Cadence Detection in Western Traditional Stanzaic Songs using Melodic and Textual Features



Many Western songs are hierarchically structured in stanzas and phrases. The melody of the song is repeated for each stanza, while the lyrics vary. Each stanza is subdivided into phrases. It is to be expected that melodic and textual formulae at the end of the phrases offer intrinsic clues of closure to a listener or singer. In the current paper we aim at a method to detect such cadences in symbolically encoded folk songs. We take a trigram approach in which we classify trigrams of notes and pitches as cadential or as non-cadential. We use pitch, contour, rhythmic, textual, and contextual features, and a group of features based on the conditions of closure as stated by Narmour (1990). We employ a random forest classification algorithm. The precision of the classifier is considerably improved by taking the class labels of adjacent trigrams into account. An ablation study shows that none of the kinds of features is sufficient to account for good classification, while some of the groups perform moderately well on their own.


This paper presents both a method to detect cadences in Western folk-songs, particularly in folk songs from Dutch oral tradition, and a study to the importance of various musical parameters for cadence detection.

There are various reasons to focus specifically on cadence patterns. The concept of cadence has played a major role in the study of Western folk songs. In several of the most important folks song classification systems, cadence tones are among the primary features that are used to put the melodies into a linear ordering. In one of the earliest classification systems, devised by Ilmari Krohn (REF 1903), melodies are firstly ordered according to the number of phrases, and secondly according to the sequence of cadence tones. This method was adapted for Hungarian melodies by Bártok and Kodály (REF Suchoff, 1981), and later on for German folk songs by Suppan and Stief (REF 1976) in their monumental Melodietypen des Deutschen Volksgesanges. Bronson (REF 1950) introduced a number of features for the study of Anglo-American folk song melodies, of which final cadence and mid-cadence are the most prominent ones. One of the underlying assumptions of this choice of features is that the sequence of cadence tones is relatively stable in the process of oral transmission. Thus, variants of the same melody are expected to end up near to each other in the resulting ordering.

There is also a more phenomenological reason to study cadences. In Western oral tradition the ‘song’ can be considered an identifiable piece of music since it gets a name and the singing of a certain song is a relatively independent act of music making. A cadence pattern functions as a demarcation of the end of the song as a sounding object in time, since it frames the song from sound not belonging to it. This raises the question whether the patterns that accommodate this demarcation show specific characteristics compared to patterns that are in the midst of the song.

From a music cognition point of view, closely related questions can be asked. The perception of closure is of fundamental importance for the understanding of a melody. In terms of expectation (Narmour, 1990; Huron, 2006), a final cadence implies no continuation at all.
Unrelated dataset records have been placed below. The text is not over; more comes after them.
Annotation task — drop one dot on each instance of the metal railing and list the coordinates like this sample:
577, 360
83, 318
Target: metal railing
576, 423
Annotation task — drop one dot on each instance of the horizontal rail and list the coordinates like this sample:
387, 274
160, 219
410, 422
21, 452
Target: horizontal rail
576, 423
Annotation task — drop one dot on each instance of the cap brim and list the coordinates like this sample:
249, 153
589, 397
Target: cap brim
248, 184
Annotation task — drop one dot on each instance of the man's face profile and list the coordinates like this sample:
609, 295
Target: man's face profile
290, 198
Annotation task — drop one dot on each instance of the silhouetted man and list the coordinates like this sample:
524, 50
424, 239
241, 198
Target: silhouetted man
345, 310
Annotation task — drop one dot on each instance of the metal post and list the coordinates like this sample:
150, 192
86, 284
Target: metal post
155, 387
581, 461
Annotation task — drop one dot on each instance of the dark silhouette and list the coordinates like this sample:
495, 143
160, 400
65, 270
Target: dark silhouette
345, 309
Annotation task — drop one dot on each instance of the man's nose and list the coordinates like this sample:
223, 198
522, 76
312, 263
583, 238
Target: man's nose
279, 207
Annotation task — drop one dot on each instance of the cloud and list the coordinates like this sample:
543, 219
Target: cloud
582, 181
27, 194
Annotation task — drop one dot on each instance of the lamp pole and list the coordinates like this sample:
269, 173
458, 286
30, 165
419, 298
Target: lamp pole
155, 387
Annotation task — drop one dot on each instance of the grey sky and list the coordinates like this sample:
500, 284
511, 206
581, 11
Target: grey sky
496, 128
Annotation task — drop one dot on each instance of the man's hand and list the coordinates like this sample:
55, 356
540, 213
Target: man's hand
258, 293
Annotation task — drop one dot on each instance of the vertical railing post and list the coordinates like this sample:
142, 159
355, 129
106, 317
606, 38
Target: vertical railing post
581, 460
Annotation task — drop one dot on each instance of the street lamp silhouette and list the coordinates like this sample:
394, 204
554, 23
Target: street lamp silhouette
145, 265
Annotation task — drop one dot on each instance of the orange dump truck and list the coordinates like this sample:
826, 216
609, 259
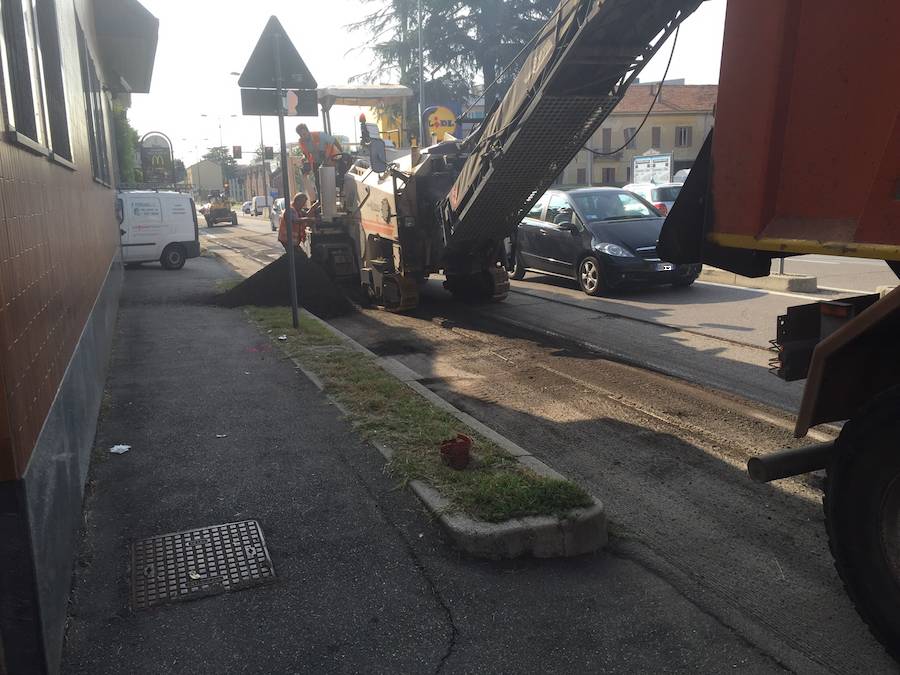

It is to be expected that specific features of the songs that are related to closure show different values for cadential patterns as compared to non-cadential patterns. We explicitly define a subset of features that is related to conditions of closure as stated by Narmour (1990, p.11).

Cadence detection is related to the problem of segmentation, which is relevant for Music Information Retrieval (REF). Most segmentation methods for symbolic representations of melodies are either based on pre-defined rules (LBDM REF, Grouper REF) or on statistical learning (Juhasz, IDyOM, DOP). In the current paper, we focus on the musical properties of cadence formulae rather than on the taks of segmentation as such.

Taking Dutch folk songs as case, we investigate whether it is possible to derive a general model of the melodic patterns or formulae that specifically indicate melodic cadences using both melodic and textual features. To address this question, we take a computational approach by employing a random forest classifier (Section \ref{sec:REF}). Applying this algorithm results in a generalized model that separates cadence patterns from non-cadence patterns.

To investigate which musical parameters are of importance for cadence detection, we perform an ablation study in which we subsequently remove certain types of features in order to evaluate the importance of the various kinds of features (Section \ref{REF}).


We perform all our experiments on a set of 4,120 symbolically encoded Dutch Folk Songs.1 Roughly half of it consists of transcriptions from field recordings that were made in the Netherlands during the 20th century. The other half is taken from song books that contain reperoire that is directly related to the recordings. Thus, we have a coherent collection of songs that reflects Dutch everyday song culture in the early 20th century. Virtually all of these songs have a stanzaic structure. Each stanza the melody repeats, and each stanza consists of a number of phrases. Both in the transcriptions and in the song books, phrase endings are indicated. Figure \ref{fig:pitchtrigrams} shows a typical song from the collection. The language of the songs is standard Dutch with ocassonally some dialect words or nonsense syllables. All songs were digitally encoded by hand at the Meertens Institute (Amsterdam) and are available in Humdrum *kern format. The phrase endings were encoded as well, and are thus available for computational analysis and modelling.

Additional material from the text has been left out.